A pencil drawing by Carl Spitzweg auctioned at Christie's on Wednesday would not normally have garnered much attention. After all, the small-format portrait didn't break any auction records — even though it reached a far higher price than the auction house's initial estimate of €1,000-1,500 ($1,300-1,700), ultimately fetching €18,750.
It's the drawing's provenance that makes it so provocative: The work was originally owned by Dr. Henri Hinrichsen, a Jewish music publisher and art collector who was murdered in Auschwitz in 1942.
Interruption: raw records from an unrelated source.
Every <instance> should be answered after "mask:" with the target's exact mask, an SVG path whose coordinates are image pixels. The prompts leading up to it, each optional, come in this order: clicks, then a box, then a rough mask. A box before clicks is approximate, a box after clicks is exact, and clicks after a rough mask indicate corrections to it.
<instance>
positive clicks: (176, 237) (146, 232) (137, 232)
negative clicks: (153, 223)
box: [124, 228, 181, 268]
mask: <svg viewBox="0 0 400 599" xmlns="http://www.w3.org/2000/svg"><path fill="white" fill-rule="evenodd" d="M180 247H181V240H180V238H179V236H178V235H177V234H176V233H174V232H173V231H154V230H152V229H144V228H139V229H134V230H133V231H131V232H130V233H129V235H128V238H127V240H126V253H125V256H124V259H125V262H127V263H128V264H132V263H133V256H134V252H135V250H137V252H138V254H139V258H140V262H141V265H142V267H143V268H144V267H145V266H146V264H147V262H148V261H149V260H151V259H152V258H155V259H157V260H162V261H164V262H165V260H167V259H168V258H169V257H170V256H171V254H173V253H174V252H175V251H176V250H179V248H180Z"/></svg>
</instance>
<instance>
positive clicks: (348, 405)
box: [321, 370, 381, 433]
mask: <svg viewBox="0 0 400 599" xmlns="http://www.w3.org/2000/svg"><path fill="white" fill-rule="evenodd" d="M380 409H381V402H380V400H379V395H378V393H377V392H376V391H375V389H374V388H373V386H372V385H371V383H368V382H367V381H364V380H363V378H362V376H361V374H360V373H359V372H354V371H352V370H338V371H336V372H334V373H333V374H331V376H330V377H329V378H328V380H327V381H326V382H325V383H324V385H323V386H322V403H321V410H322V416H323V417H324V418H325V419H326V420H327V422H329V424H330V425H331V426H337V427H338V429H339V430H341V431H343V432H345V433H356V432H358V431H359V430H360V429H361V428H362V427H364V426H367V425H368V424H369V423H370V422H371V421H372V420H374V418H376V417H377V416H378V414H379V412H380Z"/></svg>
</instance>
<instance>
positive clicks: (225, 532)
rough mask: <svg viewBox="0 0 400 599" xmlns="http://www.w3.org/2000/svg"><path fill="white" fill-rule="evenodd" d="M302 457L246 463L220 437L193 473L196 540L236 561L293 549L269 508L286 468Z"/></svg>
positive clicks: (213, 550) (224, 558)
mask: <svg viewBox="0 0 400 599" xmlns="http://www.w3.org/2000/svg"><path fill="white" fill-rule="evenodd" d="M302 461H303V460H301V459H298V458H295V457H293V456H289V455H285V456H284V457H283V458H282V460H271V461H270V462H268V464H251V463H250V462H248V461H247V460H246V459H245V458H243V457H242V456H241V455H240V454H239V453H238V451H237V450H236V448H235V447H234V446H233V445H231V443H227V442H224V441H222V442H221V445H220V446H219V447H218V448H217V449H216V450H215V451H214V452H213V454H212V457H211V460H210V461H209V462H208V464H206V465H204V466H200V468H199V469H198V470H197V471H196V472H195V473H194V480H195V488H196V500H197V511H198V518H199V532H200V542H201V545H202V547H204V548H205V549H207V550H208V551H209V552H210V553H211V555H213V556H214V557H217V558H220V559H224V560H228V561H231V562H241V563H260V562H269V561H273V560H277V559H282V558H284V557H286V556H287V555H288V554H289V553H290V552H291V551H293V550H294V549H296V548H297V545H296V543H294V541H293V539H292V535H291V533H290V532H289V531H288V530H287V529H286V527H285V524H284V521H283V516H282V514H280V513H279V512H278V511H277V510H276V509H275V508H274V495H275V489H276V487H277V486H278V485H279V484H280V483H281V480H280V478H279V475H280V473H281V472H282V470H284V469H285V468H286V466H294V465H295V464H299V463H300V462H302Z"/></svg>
The picture is one of more than 1,500 works from an art trove known as the Cornelius Gurlitt Collection, named after the son of Nazi art dealer Hildebrand Gurlitt.
According to Monika Grütters, Germany's culture commissioner, the Spitzweg drawing is the last of 14 works from the Gurlitt collection that have been identified as Nazi-looted art.
It depicts a couple playing musical instruments, with an elderly lady listening on a sofa.
The artwork by the German painter and poet was restituted earlier this year and given to Christie's by the former owner's heir. The drawing served as a model for an oil painting on cardboard that was executed around 1840 and is now privately owned.
An international scandal
When the existence of the Gurlitt art collection was discovered in 2012 it captured worldwide attention. The revelation came after customs agents became suspicious of the elderly Gurlitt who was found crossing the Swiss border by train with €9,000 ($10,200) in cash. The find prompted an investigation that ended with Gurlitt's apartment being searched.
What followed was presumably the most spectacular art find of the postwar period. At Gurlitt's apartment — and later also in a house in Salzburg — investigators discovered more than 1,500 works, including paintings, prints, etchings and engravings, by renowned artists including Claude Monet, Pablo Picasso, Max Liebermann, Max Beckmann and Henri Matisse. The works were subsequently confiscated under suspicion of being Nazi-looted art.
The task of proving provenance
The son of well-known Nazi art dealer Hildebrand Gurlitt, art lover Cornelius Gurlitt was the custodian of his father's collection, occasionally selling works to keep afloat but never supplementing the collection with new pictures.
For years, a task force — since 2016, in cooperation with the German Lost Art Foundation (DZK) in Magdeburg — researched the origin of the works.
The results have been sobering: Only 14 works by artists such as Max Liebermann, Henri Matisse, Thomas Couture and Adolph von Menzel have so far been clearly identified as Nazi-looted art. Thirteen of the works have been returned to their rightful owners.
Of the more than 1,500 works, 300 were shown to have been in the possession of the Gurlitt family before the Nazi era. The remaining pieces in the collection were examined for years by an international team of researchers to determine their provenance.
"We did everything feasible. I can't remember a provenance research case where such intensive work was done," Gilbert Lupfer, director of the German Lost Art Foundation, told DW in 2020, after the final report was made public.
Mere numbers are of little help here, Lupfer said. Of course, the 14 clearly identified cases — in terms of the entire collection — appear nominal. Nevertheless, "every single case solved is a contribution to what could be called historical justice. I am happy about every piece we were able to identify and return. Yet, there are still a lot of unknowns."
The rest of the collection now belongs to the Kunstmuseum Bern, to which Cornelius Gurlitt surprisingly left the works in a will drawn up before his death in 2014.
Still many unanswered questions
In Germany, much has been invested into provenance research over the past decade, both in terms of personnel and money. The German Lost Art Foundation in Magdeburg, for instance, was founded in 2015.
While the case of the Gurlitt art trove and its 80-year-old custodian were in the public spotlight for months, little public scrutiny has been given to German art museums' purchases or alleged donations from the World War II period. Why are these works not posted on the internet in order to identify possible expropriated owners?
The story of Cornelius Gurlitt has made history twice over and has been the subject of books, films, and even plays. But questions remain: For instance, why did the art market, which was well aware of the existence of this dubious collection, continue to buy and auction works from the Gurlitt art trove even after the war?
This article has been translated from German.